I used to keep my fixed income investments mostly in individual bonds and bond funds, but since the rates are so low these days, I've mostly switched to CDs and money market accounts. When bond rates go back up, ah'll be back. My AA:
-- 30% US equities (diversified across large, mid, small, and microcap, and growth, blend, and value funds)

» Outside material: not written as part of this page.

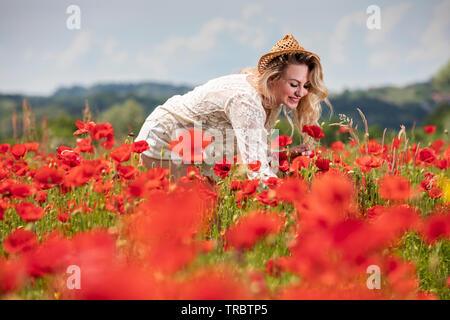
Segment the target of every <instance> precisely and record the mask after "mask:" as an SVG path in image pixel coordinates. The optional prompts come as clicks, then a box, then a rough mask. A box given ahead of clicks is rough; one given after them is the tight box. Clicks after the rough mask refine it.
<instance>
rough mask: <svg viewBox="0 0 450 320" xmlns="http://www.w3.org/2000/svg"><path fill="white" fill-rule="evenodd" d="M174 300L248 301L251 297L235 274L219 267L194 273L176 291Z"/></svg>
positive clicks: (225, 268)
mask: <svg viewBox="0 0 450 320" xmlns="http://www.w3.org/2000/svg"><path fill="white" fill-rule="evenodd" d="M175 298H176V299H182V300H249V299H252V298H253V295H252V293H251V291H250V289H249V288H247V286H246V285H243V281H242V280H241V279H240V277H238V275H237V274H236V273H235V272H233V271H232V270H227V269H226V268H224V267H221V266H219V267H215V268H208V269H206V270H200V271H197V272H195V273H194V274H193V275H191V276H190V277H189V278H188V279H187V280H186V281H185V282H184V283H182V286H181V287H180V288H179V289H178V290H176V295H175ZM253 299H254V298H253Z"/></svg>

-- 20% foreign equities (diversified across developed & emerging markets and large & small, value, blend, and growth funds)...I'd like to reduce US stock and add foreign stock, but doggone it, it keeps going up
-- 10% real assets, including REITs, a natural resources (mostly energy) fund, a precious metals fund, a water fund, and a timberland stock
-- 40% fixed income, mostly CDs and money market accounts, a few individual bonds, and some balanced/hybrid funds (such as OAKBX)

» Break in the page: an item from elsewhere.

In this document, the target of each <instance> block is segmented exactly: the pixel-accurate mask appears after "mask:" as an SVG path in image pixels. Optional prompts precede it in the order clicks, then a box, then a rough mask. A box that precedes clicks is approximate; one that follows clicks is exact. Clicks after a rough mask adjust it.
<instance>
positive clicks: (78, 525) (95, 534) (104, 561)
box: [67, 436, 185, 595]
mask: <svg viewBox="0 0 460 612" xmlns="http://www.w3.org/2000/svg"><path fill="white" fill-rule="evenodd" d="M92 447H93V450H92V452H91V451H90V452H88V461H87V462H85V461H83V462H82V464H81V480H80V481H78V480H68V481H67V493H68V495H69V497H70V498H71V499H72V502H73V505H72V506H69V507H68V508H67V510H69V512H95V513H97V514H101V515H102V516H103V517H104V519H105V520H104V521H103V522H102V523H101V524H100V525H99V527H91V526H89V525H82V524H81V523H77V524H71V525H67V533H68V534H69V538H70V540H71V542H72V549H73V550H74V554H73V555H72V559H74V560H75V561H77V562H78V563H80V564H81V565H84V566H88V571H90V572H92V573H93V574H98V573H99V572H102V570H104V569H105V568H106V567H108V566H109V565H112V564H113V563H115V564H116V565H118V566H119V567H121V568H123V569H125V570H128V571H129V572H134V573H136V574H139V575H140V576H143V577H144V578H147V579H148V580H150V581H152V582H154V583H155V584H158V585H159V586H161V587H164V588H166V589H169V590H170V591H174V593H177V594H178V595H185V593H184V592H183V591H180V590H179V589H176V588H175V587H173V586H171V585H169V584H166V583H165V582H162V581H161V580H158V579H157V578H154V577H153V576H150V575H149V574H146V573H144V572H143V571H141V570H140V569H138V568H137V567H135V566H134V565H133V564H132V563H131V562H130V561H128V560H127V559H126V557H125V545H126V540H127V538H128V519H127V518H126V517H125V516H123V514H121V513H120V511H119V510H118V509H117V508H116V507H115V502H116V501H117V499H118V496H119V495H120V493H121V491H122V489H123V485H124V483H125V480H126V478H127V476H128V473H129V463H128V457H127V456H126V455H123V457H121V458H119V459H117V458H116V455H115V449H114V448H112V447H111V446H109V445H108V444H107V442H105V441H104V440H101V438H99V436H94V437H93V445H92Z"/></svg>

We're just a little younger than you (57 and 56), I'm retired, and DH is working at a downscaled job that makes enough to live on (a little over 4% of our portfolio as it happens), but not really enough to add to savings. We're "coasting." I rolled over my last 401k to Fidelity (that's where the 401k was), no problem. I kept a little of the Contrafund (FCNTX) and Low-Priced Fund (FLPSX) and all of the Diversified International (FDIVX) leftover from my working days, and with the proceeds from sales of FCNTX and FLPSX, I added classes we didn't have in my 401k: Foreign Small Opportunities (FSCOX), Natural Resources fund (FNARX), and foreign REITs (FIREX). I'm up 16.5% in this account since the rollover 8 months ago.